Doces lembranças

Quando eu era pequena lá para os lados das Arábias, eu tinha dois amiguinhos que adoravam brincar de médicos. Seus nomes eram Cosme e Damião, filhos de uma nobre família que seguia os preceitos da fé Cristã. Cosme sempre dizia:

- Quando eu crescer eu quero ser médico para curar as pessoas que nem Jesus curou. E você Damião?

- Eu também, Cosme, em nome de Jesus.

Um deles, que eu nunca sabia quem era, também me perguntava:

- E você, Beth. O que vai ser quando crescer?

- Eu vou ser grande ué! – Respondia eu mais inocente do que Branca de Neve dormindo na mesma casa com sete homens.

O ano era 260 e o sonho dos gêmeos sempre foi se formar em medicina para cuidar das pessoas pobres e como pobreza era o meu segundo nome, lógico que eu era a cobaia. Desde cedo fui o objeto de estudo daqueles dois danadinhos. Numa manhã, acordei com uma dor de barriga danada, talvez fosse por causa do Siri com Toddy que eu comi no jantar. Mamãe era fã de uma banda de forró que cantava uma música chamada Siri com Toddy e do nada resolveu fazer esse prato para a gente experimentar, mas não me caiu bem.
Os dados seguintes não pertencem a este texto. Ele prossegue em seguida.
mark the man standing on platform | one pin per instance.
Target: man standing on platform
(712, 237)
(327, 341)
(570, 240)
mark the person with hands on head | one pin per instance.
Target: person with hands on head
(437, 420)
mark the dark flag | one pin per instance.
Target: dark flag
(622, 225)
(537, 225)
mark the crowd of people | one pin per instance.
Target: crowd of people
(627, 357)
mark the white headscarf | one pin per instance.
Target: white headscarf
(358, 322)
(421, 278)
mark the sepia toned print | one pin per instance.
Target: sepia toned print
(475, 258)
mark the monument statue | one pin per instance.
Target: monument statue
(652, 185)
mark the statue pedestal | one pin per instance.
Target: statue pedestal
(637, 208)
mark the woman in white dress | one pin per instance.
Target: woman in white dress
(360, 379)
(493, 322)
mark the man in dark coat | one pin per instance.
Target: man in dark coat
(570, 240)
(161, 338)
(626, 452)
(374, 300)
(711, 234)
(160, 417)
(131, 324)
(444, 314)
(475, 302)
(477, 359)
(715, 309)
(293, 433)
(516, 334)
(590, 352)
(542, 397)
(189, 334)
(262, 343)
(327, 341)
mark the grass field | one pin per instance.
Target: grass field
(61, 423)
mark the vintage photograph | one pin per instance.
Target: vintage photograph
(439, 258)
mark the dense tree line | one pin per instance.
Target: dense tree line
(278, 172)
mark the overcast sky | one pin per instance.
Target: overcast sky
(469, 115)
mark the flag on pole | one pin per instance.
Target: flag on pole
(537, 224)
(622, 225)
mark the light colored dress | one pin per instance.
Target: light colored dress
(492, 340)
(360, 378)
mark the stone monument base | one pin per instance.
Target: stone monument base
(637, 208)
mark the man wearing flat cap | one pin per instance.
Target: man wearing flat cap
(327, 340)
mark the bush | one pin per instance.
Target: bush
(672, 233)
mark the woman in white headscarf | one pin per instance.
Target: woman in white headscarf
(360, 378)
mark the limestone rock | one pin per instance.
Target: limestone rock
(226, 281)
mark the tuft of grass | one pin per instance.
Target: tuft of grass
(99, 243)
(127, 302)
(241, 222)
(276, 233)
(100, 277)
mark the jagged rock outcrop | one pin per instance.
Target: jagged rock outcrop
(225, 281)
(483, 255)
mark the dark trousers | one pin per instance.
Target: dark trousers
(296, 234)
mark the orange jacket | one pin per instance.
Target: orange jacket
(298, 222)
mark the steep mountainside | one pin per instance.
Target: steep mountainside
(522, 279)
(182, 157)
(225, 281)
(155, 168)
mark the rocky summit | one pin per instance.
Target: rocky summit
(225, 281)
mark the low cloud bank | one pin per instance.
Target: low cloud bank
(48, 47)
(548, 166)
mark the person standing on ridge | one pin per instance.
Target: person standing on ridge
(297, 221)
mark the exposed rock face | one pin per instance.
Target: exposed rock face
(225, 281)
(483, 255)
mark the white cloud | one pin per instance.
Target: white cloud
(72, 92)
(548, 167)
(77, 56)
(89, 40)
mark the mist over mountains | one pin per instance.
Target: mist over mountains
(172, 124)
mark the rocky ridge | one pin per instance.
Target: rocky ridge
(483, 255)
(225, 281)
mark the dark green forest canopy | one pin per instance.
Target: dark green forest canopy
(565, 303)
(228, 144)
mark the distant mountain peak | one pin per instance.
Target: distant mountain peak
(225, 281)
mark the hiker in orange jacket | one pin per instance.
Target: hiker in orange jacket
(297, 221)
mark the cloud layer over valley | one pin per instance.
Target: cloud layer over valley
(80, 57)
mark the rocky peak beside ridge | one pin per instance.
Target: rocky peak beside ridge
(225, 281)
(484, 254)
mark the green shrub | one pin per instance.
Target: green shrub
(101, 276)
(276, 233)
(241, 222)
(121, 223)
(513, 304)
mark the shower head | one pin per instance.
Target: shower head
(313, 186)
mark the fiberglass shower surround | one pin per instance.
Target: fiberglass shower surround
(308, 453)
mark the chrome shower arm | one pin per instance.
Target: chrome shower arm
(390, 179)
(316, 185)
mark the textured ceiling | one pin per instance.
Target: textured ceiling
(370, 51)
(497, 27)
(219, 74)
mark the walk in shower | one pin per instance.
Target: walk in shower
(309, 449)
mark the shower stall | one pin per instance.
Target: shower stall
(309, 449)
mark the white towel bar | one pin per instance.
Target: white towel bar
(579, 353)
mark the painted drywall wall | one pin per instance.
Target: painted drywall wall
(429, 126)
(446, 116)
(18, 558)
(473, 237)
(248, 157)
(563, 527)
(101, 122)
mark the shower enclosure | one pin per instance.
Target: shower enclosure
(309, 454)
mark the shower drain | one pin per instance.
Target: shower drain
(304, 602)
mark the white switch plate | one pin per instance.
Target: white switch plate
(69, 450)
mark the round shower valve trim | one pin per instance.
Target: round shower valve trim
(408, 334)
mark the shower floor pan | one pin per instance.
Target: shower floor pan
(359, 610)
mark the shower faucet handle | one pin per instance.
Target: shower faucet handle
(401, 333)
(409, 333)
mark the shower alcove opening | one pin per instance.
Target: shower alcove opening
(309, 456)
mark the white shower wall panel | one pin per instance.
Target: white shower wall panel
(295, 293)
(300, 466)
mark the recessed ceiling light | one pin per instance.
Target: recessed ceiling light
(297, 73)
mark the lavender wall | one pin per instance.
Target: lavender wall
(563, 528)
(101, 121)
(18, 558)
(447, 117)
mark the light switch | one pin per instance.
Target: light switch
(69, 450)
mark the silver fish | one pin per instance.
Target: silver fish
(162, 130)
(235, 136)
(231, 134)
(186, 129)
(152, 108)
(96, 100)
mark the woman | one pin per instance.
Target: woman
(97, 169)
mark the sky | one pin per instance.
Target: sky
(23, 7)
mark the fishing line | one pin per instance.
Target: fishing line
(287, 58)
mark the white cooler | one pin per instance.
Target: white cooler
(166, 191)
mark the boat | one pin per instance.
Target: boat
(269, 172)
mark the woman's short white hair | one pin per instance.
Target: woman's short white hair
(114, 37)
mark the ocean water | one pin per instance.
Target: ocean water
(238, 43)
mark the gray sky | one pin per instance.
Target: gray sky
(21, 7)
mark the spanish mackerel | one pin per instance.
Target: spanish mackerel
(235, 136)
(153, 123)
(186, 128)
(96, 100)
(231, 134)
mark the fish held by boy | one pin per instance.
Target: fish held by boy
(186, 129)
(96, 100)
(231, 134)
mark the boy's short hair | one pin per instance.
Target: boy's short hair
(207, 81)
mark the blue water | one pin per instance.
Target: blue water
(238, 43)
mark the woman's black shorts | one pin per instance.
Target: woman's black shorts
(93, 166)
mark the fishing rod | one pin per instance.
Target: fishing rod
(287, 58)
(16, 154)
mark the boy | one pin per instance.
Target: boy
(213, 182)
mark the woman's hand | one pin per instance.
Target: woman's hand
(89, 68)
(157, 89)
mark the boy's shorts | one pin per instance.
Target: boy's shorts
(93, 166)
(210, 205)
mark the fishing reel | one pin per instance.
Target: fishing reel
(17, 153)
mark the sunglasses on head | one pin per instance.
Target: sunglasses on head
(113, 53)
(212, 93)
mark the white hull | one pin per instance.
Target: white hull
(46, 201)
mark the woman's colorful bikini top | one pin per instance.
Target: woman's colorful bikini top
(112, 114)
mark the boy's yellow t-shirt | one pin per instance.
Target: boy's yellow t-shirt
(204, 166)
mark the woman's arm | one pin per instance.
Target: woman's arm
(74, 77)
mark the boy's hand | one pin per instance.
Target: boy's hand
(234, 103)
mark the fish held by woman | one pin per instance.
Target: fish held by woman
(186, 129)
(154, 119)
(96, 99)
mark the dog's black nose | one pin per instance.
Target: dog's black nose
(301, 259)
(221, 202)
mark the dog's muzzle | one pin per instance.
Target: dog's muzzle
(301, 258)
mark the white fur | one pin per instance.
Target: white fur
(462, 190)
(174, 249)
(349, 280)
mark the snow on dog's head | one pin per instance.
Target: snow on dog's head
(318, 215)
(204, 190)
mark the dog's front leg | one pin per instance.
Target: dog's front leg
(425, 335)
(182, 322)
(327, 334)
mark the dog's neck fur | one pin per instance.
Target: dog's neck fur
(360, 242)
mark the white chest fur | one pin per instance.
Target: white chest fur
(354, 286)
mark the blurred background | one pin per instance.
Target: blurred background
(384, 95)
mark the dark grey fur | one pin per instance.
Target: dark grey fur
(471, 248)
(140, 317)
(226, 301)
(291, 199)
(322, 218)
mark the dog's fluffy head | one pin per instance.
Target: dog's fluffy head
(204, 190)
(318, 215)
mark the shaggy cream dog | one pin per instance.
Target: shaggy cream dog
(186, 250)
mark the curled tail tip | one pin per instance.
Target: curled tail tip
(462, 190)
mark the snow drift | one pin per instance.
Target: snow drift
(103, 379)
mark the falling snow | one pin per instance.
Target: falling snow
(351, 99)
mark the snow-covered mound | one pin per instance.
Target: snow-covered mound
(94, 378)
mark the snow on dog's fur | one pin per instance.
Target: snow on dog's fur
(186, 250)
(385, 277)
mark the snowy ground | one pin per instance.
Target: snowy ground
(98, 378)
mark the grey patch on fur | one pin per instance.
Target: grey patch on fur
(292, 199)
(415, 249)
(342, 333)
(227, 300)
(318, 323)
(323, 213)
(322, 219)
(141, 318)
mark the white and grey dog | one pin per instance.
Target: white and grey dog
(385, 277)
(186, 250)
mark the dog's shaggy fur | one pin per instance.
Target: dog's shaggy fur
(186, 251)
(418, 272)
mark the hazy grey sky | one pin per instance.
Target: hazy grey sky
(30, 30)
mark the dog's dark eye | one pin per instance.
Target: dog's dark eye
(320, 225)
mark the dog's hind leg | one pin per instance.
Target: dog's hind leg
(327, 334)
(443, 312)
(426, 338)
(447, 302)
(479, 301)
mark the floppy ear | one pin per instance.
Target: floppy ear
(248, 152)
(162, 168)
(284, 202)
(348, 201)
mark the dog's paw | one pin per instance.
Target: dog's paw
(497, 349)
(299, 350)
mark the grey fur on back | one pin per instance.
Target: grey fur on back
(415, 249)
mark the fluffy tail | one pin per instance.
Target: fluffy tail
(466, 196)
Além da caganeira, peidava mais que peido de veia nas quermesses da Vila. Quando Cosme e Damião souberam que eu estava doente vieram mais rápido que abelha no mel. Fui obrigada a mastigar e engolir vários tipos de ervas que eles trouxeram. Comi desde boldo, losna, erva-cidreira, alecrim e capim. Não sei qual delas funcionou, mas em pouco tempo, já estava boazinha. A única coisa que me incomodava era o gosto horrível que ficou em minha boquinha.

- Ai, Cosme! Minha boca está muito amarga.

- Eu não sou o Cosme, Beth, sou o Damião. Mas vamos lá em casa comer o doce de abóbora da minha mãe que isso vai passar. Em nome de Jesus.

A mãe dos gêmeos se chamava Teodata. Eu a chamava carinhosamente por dona Data. Ela era viúva, pois seu marido morreu como mártir da igreja cristã. Além de ser muito católica dona Data fazia muitos doces para vender na feira. Cosme e Damião raspavam os doces que sobravam das panelas, colocavam em um pequeno pote e saía pela vila dizendo para as outras crianças:

- Deixa a gente te examinar, em nome de Jesus, que depois a gente te dá os doces.

Para ganhar os deliciosos doces, todas as crianças aceitavam ser os pacientes de Cosme e Damião. A fila do atendimento era enorme, iguais as filas de hoje nos postos de saúde. O tempo passou. Nós crescemos, os gêmeos terminaram a faculdade e com sua família tiveram que fugir às pressas por causa da perseguição contra os cristãos. Nunca mais eu os vi. Só soube que muito tempo depois eles tinham dado uma passadinha na África e foram morar no Brasil. Mas antes, tiraram o passaporte com outros nomes. Quando chegaram ao Brasil passaram a se chamar Ibejis. Dona Teodata com o objetivo de ganhar a nacionalidade brasileira casou-se novamente com o senhor Xangô e passou a se chamar Iansã. Teve mais cinco filhos Dou, Alabá, Crispim, Crispiniano e Talabi. Aprendeu a fazer caruru e hoje eles vivem felizes na Bahia.